30 Nisan 2012 Pazartesi

Akıllı Dokunuşlar...

Son dönemde her yanım "akıllı"larla dolu. Ne yana baksam ya "akıllı" bir telefon, ya da "akıllı" bir ev uygulaması çıkıyor. Her yandan bu kadar "akıl" fışkırırken, bir tane "akıllı" insana rastlamak büyük nimet... Neyse...

"Akıllı" telefonlarla kafayı bozmakta olan bir insan güruhunun içindeyim, o koca koca parmakları olan ablalar, abiler ekranlara nasıl da özenle dokunuyor. İncitici cümleleri yazmak için "akıllı" cihazlarına yumuşak yumuşak dokunuyorlar. Almak için yüklü meblağlar ödediklerinden olsa gerek, nasıl da narin ve nazik davranıyorlar cihazlarına; o cihazlarla temas ettikleri insanlara hiç de nazik davranmazken...Elindeki "akıllı"sına azıcık sert dokunan olduğunda " dokunamatik mi, vurmatik mi?" sorusu yükselirken, birbirimize sözlerimizle, yazdıklarımızla ve hatta tüm fiziksel gücümüzle vurduğumuzda kimsenin sesi çıkmıyor...

İnsanoğlunun icat ettiğine bu kadar özenli bir şekilde dokunurken, Yaradanın yarattığına dokunurken neden hoyratça davranıyoruz? O renkli camlara parmağımızın ucuyla dokunmaya kıyamazken, neden birbirimizi var gücümüzle tekmeliyoruz. Birbirimize sahip olmak için yüklü meblağlar değil yürek kredisi kullandığımız için mi bu acımasızlığımız? Yüreğimizin hiç mi kıymeti kalmadı bu "akıl" dünyasında...

Hadi bi'daha düşünelim...

Teknoloji nimettir, kabul, peki ya insan?(*)
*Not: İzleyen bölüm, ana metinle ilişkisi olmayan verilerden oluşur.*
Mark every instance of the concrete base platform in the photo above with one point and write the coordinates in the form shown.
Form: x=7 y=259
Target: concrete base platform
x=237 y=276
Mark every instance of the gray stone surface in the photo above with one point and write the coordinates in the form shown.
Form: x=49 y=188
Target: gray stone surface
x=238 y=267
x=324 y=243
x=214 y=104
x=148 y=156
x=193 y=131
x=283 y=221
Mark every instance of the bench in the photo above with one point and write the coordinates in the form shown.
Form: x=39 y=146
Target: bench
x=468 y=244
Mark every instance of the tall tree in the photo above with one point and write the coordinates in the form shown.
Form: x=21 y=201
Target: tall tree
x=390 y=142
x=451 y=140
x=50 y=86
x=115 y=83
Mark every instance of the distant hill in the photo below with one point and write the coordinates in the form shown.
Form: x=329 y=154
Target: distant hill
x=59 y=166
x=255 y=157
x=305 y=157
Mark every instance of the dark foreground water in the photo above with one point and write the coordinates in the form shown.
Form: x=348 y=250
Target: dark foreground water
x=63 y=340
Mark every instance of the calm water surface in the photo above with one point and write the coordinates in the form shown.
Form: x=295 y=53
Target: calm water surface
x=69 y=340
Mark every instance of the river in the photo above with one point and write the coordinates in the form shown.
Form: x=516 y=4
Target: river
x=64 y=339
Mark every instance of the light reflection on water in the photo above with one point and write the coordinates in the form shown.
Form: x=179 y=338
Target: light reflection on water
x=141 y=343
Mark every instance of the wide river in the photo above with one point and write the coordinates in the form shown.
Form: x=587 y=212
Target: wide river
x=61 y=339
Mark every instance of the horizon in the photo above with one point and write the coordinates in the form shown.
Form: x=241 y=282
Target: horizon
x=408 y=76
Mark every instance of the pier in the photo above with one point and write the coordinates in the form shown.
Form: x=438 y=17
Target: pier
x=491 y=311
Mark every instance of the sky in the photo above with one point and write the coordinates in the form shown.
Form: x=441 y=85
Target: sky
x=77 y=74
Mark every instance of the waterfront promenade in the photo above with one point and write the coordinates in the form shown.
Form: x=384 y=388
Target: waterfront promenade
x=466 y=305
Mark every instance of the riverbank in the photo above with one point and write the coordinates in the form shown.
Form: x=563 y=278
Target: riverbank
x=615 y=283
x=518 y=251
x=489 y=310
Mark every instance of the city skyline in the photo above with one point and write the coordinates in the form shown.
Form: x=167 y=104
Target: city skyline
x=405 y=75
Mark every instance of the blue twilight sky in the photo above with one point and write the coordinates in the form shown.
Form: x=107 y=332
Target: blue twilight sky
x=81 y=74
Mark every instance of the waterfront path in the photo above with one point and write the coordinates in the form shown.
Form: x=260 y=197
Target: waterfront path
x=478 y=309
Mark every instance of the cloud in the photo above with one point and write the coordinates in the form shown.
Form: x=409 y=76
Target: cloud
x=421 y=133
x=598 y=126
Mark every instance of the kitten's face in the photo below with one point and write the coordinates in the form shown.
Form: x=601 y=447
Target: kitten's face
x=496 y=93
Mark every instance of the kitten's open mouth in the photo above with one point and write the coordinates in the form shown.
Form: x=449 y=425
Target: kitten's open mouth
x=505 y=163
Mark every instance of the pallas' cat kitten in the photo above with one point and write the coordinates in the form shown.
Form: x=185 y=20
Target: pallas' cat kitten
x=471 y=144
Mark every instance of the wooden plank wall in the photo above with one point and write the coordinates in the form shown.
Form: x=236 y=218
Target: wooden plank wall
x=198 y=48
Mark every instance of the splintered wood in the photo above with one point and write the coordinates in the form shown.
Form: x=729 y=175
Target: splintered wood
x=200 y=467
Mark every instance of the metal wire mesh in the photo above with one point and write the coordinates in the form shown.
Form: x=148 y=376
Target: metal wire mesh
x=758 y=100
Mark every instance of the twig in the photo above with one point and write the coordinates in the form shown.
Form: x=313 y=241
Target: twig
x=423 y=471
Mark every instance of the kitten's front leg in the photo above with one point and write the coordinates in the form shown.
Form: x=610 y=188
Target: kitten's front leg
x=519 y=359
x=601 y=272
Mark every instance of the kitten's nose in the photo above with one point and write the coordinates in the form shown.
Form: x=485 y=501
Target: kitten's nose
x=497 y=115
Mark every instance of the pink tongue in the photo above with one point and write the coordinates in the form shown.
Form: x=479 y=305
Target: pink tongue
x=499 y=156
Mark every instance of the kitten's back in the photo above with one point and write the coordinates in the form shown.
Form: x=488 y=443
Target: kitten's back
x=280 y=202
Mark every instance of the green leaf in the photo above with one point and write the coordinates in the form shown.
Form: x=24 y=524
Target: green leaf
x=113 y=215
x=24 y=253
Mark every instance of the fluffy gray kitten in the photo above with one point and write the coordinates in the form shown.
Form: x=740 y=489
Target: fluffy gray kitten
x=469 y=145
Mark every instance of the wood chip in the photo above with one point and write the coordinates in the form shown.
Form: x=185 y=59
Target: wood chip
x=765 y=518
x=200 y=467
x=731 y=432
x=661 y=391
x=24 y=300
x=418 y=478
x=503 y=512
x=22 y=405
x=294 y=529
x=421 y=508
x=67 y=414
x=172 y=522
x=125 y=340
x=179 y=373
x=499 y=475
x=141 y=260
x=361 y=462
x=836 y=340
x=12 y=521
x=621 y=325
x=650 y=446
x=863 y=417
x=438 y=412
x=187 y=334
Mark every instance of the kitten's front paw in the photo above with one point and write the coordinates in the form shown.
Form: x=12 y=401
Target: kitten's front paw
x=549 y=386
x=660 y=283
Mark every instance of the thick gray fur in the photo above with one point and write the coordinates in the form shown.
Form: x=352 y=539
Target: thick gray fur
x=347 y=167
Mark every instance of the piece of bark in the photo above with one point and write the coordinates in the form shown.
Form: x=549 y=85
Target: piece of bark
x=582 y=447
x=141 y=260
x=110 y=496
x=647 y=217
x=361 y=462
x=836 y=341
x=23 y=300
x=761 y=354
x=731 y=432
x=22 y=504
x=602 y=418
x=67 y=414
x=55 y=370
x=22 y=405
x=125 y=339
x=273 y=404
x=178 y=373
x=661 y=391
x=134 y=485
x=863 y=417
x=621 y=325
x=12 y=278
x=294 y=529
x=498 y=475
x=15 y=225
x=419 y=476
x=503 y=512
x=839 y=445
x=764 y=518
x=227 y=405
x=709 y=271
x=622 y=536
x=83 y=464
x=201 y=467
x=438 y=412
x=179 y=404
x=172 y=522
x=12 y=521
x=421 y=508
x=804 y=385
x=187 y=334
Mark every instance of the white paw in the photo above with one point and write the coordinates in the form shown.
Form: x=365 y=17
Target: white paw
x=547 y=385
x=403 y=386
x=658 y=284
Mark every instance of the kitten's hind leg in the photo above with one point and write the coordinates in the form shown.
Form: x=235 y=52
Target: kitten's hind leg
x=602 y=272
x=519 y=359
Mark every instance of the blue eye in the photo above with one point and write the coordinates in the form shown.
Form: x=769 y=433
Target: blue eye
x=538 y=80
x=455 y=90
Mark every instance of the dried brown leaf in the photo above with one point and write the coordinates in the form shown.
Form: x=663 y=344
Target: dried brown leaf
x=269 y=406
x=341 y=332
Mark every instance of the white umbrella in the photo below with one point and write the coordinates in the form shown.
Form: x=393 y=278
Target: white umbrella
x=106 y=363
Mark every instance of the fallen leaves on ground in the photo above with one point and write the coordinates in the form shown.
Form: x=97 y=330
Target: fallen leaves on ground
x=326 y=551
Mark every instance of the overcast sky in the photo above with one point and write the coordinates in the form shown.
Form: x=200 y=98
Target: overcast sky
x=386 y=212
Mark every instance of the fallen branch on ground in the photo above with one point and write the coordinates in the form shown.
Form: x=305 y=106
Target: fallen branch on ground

(*Cümlenin orjinali; "Ekmek nimettir kabul, Peki insan?" Prof. Üstün Dökmen'in "Hayvan" dergisine verdiği röportaj.)

21 Nisan 2012 Cumartesi

Mücver...

Sahil kenarında büyüdüğümden midir bilmem, içim sıkıldığında hep iyot kokusunun eksikliğini hissediyorum bu bozkırın ortasında... Üniversite yıllarıma kadar her sıkıldığımda deniz kenarında almışımdır soluğu, sanki o deniz havası alıp götürürdü her şeyi zihnimden. Ne zaman ki bozkırın ortasına düştüm, sert bir poyraza teslim edemeyince sıkıntımı; yollara döktüm içimi. Saatlerce durmadan yürüdüğümü bilirim. Ne günlerdi yahu, tabanlarımın ağrısından başka bir şey düşünemez hale gelinceye kadar adımlardım sokakları. Küçükken kolay tabi öyle aylak aylak sokaklarda dolanmak. Büyümek nice özgürlüğü aldığı gibi bunu da aldı elimden, elimden gelmeyen şeylerin sıkıntısını atmak için ayağımdan da bir şey gelmesinin önünü kapattı...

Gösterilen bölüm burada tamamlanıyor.